The transaction is subject to customary regulatory clearances, relevant antitrust authorities and employee representative consultation. Pursuant to the agreement signed between Faurecia and Hitachi, Hitachi has given an undertaken to tender its shares representing 63.8% of the share capital of Clarion. Clarion also intends to recommend its shareholders to tender their shares when the tender offer is launched. The deal has received the approval of Boards of Directors of both Clarion and Hitachi. As of January 29, 2019, the transaction was approved by relevant antitrust authorities and Clarion's Board recommends its shareholders to tender their shares. Clarion has established an independent committee consisting of three members, Masahito Kamijo (outside Director, independent officer of Clarion) and Hidetaka Nishina (Nakamura Tsunoda Matsumoto law firm) and Omoo Yamazaki (certified public accountants and tax accountants, belonging to GG Partners Co., Ltd.). The tender offer will be launched once appropriate merger control clearances are underway. Faurecia intends to implement a squeeze-out following the settlement of the tender offer. As of October 26, 2018, the tender offer was implemented. Closing of the transaction is expected during the first quarter 2019. As of January 29, 2019, the tender offer will be launched on January 30, 2019 and Clarion's shareholders will be offered to tender their shares by February 28, 2019. The tender offer is commenced on January 29, 2019. As of February 20, 2019, the record date for eligible shareholders to participate in shareholders' meeting has been set as March 7, 2019. Faurecia expects that deal will lead to an increase in earnings per share.
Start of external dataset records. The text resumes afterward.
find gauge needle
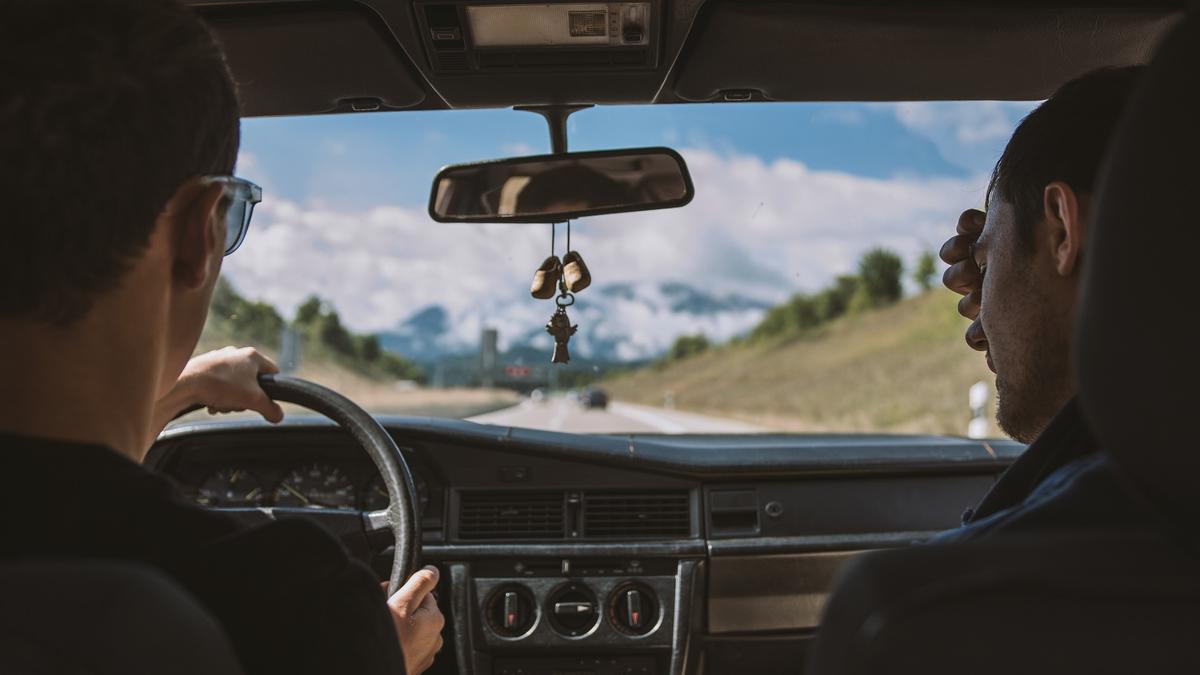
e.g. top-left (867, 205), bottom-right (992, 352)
top-left (283, 483), bottom-right (312, 506)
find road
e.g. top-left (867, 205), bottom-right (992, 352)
top-left (469, 396), bottom-right (762, 434)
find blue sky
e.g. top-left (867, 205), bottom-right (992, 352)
top-left (242, 103), bottom-right (1028, 208)
top-left (226, 101), bottom-right (1033, 348)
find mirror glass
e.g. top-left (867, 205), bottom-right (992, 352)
top-left (430, 148), bottom-right (695, 222)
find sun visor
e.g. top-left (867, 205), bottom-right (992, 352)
top-left (673, 0), bottom-right (1181, 101)
top-left (204, 7), bottom-right (425, 117)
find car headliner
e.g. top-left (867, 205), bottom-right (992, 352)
top-left (191, 0), bottom-right (1186, 117)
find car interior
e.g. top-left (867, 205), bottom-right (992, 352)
top-left (0, 0), bottom-right (1200, 675)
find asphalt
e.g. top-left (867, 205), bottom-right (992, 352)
top-left (469, 396), bottom-right (762, 434)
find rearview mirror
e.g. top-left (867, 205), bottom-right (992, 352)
top-left (430, 148), bottom-right (695, 222)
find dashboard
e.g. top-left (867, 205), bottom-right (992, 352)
top-left (146, 418), bottom-right (1022, 675)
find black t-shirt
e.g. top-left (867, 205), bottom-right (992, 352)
top-left (0, 434), bottom-right (404, 675)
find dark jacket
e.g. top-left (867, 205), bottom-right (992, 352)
top-left (0, 434), bottom-right (404, 675)
top-left (931, 399), bottom-right (1151, 543)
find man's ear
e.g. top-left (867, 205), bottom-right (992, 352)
top-left (161, 179), bottom-right (224, 289)
top-left (1042, 180), bottom-right (1087, 276)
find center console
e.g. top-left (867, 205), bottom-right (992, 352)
top-left (450, 557), bottom-right (697, 675)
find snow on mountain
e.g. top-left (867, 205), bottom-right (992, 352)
top-left (380, 281), bottom-right (775, 363)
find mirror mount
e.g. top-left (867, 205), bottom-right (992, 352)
top-left (512, 103), bottom-right (593, 155)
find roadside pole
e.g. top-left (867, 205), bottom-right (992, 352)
top-left (967, 380), bottom-right (991, 438)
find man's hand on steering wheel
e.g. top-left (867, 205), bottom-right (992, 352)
top-left (384, 565), bottom-right (445, 675)
top-left (155, 347), bottom-right (283, 429)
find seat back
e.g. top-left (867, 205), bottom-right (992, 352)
top-left (0, 561), bottom-right (242, 675)
top-left (810, 10), bottom-right (1200, 675)
top-left (809, 533), bottom-right (1200, 675)
top-left (1075, 9), bottom-right (1200, 535)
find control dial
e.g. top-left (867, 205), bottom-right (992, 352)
top-left (484, 584), bottom-right (538, 638)
top-left (546, 584), bottom-right (600, 638)
top-left (608, 584), bottom-right (659, 635)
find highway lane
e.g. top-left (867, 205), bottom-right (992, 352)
top-left (469, 396), bottom-right (763, 434)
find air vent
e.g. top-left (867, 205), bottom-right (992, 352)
top-left (458, 491), bottom-right (566, 539)
top-left (583, 490), bottom-right (691, 537)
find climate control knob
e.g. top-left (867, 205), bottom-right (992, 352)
top-left (608, 584), bottom-right (659, 635)
top-left (484, 584), bottom-right (538, 638)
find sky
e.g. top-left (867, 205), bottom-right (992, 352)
top-left (224, 101), bottom-right (1036, 338)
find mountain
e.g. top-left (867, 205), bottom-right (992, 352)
top-left (379, 305), bottom-right (451, 363)
top-left (604, 289), bottom-right (998, 435)
top-left (379, 281), bottom-right (774, 364)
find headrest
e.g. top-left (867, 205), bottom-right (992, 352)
top-left (1075, 13), bottom-right (1200, 533)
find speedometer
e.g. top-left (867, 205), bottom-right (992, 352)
top-left (196, 466), bottom-right (266, 507)
top-left (271, 462), bottom-right (358, 509)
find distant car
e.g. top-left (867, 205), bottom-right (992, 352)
top-left (580, 388), bottom-right (608, 408)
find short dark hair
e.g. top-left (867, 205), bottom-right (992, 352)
top-left (0, 0), bottom-right (239, 325)
top-left (988, 66), bottom-right (1144, 250)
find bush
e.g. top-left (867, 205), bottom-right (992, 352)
top-left (912, 251), bottom-right (937, 291)
top-left (209, 277), bottom-right (283, 347)
top-left (667, 334), bottom-right (709, 360)
top-left (853, 249), bottom-right (904, 309)
top-left (749, 249), bottom-right (904, 341)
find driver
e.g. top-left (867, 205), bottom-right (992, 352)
top-left (0, 0), bottom-right (443, 675)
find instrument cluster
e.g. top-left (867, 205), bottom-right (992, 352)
top-left (192, 461), bottom-right (430, 513)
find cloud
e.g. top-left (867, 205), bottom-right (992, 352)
top-left (894, 101), bottom-right (1037, 172)
top-left (226, 150), bottom-right (984, 345)
top-left (500, 143), bottom-right (534, 156)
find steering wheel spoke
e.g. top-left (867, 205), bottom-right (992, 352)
top-left (250, 375), bottom-right (421, 595)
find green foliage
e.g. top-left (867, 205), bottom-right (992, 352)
top-left (295, 295), bottom-right (324, 325)
top-left (667, 333), bottom-right (709, 362)
top-left (812, 274), bottom-right (858, 323)
top-left (210, 279), bottom-right (425, 382)
top-left (209, 277), bottom-right (283, 347)
top-left (354, 335), bottom-right (383, 363)
top-left (316, 310), bottom-right (358, 358)
top-left (854, 249), bottom-right (904, 309)
top-left (749, 249), bottom-right (904, 342)
top-left (912, 251), bottom-right (937, 291)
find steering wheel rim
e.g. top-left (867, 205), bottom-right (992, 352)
top-left (258, 375), bottom-right (421, 596)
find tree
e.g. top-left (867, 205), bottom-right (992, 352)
top-left (812, 274), bottom-right (858, 323)
top-left (912, 251), bottom-right (937, 291)
top-left (358, 335), bottom-right (382, 363)
top-left (854, 249), bottom-right (904, 309)
top-left (295, 295), bottom-right (325, 325)
top-left (667, 333), bottom-right (709, 360)
top-left (317, 311), bottom-right (355, 357)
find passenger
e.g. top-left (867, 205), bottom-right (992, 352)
top-left (935, 66), bottom-right (1141, 542)
top-left (0, 0), bottom-right (443, 675)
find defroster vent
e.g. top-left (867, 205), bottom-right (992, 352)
top-left (458, 491), bottom-right (566, 539)
top-left (583, 490), bottom-right (691, 538)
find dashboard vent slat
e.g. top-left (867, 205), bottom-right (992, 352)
top-left (458, 491), bottom-right (566, 539)
top-left (583, 490), bottom-right (691, 538)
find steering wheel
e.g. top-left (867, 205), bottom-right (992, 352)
top-left (250, 375), bottom-right (421, 596)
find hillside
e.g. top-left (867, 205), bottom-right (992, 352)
top-left (606, 289), bottom-right (1000, 435)
top-left (196, 286), bottom-right (518, 418)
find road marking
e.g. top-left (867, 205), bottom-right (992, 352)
top-left (550, 399), bottom-right (571, 431)
top-left (608, 402), bottom-right (688, 434)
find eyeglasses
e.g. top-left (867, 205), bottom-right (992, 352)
top-left (204, 175), bottom-right (263, 256)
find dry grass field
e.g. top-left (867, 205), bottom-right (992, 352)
top-left (605, 289), bottom-right (1000, 435)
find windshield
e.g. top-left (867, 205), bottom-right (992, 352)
top-left (198, 102), bottom-right (1032, 436)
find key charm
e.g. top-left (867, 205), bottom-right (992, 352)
top-left (546, 305), bottom-right (578, 363)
Clarion has received legal advice from legal advisor Nishimura & Asahi. SMBC Nikko Securities Inc. acted as tender offer agent in the transaction. Cyrille Harfouche, Mathieu Claro, Francois Wat, Eric de Lacroix Vaubois, Laurent Balay, Takashi Ono and Brice Lemonnier of Rothschild & Co acted as financial advisors to Faurecia. Mitsubishi UFJ Morgan Stanley Securities acted as financial advisor to Hitachi Ltd. Stéphane Davin, François-Xavier Naime, Hideo Norikoshi, Kiyoshi Endo, Werner Berg, Masahiro Inaba, Aliki Benmayor, Sophia Real, Giuliano Lastrucci and Madalina Asandului of Baker & McKenzie acted as legal advisors for Faurecia S.A. in the transaction. Daiwa Securities Co. Ltd. acted as financial advisor for Clarion.
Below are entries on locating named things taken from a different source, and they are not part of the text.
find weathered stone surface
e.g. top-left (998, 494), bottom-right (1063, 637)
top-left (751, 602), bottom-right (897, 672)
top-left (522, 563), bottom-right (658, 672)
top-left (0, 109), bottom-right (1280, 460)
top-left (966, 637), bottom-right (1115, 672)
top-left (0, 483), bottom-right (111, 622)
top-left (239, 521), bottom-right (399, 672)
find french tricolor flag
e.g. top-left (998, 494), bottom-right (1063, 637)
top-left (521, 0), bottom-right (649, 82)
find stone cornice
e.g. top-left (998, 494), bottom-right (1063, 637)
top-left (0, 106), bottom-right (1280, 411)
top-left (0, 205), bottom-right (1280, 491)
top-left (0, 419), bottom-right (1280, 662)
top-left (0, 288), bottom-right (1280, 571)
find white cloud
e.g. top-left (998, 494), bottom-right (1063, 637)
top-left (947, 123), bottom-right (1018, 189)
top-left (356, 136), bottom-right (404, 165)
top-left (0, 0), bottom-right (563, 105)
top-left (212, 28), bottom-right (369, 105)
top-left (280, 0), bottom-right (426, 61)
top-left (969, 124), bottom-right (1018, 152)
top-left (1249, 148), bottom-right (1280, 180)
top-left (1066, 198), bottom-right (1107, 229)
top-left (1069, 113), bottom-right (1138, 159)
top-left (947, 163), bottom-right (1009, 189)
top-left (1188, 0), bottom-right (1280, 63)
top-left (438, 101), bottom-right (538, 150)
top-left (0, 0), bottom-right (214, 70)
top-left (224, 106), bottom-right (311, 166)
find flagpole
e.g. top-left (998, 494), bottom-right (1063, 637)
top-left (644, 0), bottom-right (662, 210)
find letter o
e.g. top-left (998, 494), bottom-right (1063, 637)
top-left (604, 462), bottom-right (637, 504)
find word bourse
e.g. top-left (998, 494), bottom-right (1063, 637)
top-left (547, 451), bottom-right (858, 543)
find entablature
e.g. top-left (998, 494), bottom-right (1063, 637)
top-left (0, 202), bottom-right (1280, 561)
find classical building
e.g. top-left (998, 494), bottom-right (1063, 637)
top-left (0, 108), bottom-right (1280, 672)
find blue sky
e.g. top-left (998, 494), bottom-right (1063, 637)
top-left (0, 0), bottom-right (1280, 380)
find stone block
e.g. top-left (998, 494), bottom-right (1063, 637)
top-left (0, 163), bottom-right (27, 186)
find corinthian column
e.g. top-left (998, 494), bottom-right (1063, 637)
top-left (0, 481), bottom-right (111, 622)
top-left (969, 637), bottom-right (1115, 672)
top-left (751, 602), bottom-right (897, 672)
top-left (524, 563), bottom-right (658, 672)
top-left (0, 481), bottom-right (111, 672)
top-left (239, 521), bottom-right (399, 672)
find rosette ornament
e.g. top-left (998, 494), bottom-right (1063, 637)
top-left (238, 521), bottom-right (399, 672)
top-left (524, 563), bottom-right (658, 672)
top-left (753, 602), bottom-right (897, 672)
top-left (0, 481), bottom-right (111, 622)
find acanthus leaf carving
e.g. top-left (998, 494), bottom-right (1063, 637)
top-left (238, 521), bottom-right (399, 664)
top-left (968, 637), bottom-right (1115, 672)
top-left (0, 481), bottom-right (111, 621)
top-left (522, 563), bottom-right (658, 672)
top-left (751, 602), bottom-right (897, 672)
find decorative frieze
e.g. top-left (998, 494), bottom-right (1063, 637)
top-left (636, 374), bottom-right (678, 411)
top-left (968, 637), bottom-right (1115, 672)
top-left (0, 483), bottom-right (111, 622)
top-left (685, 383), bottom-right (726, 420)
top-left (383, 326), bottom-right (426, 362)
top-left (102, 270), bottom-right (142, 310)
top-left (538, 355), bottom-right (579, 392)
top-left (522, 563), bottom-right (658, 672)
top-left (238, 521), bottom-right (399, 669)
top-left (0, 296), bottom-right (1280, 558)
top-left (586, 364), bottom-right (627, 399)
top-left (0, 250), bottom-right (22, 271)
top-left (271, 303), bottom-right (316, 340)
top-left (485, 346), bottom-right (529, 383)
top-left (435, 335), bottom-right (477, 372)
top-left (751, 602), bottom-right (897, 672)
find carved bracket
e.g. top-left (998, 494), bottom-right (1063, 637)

Faurecia S.A. (ENXTPA:EO) completed the acquisition of Clarion Co., Ltd. (TSE:6796) from Hitachi, Ltd. (TSE:6501) and others on March 1, 2019. Hitachi tendered all of its shares, representing 63.8% of the share capital of Clarion. Faurecia will now implement the relevant squeeze-out procedure to acquire all the remaining shares of Clarion. The settlement of the acquisition will take place on March 7, 2019.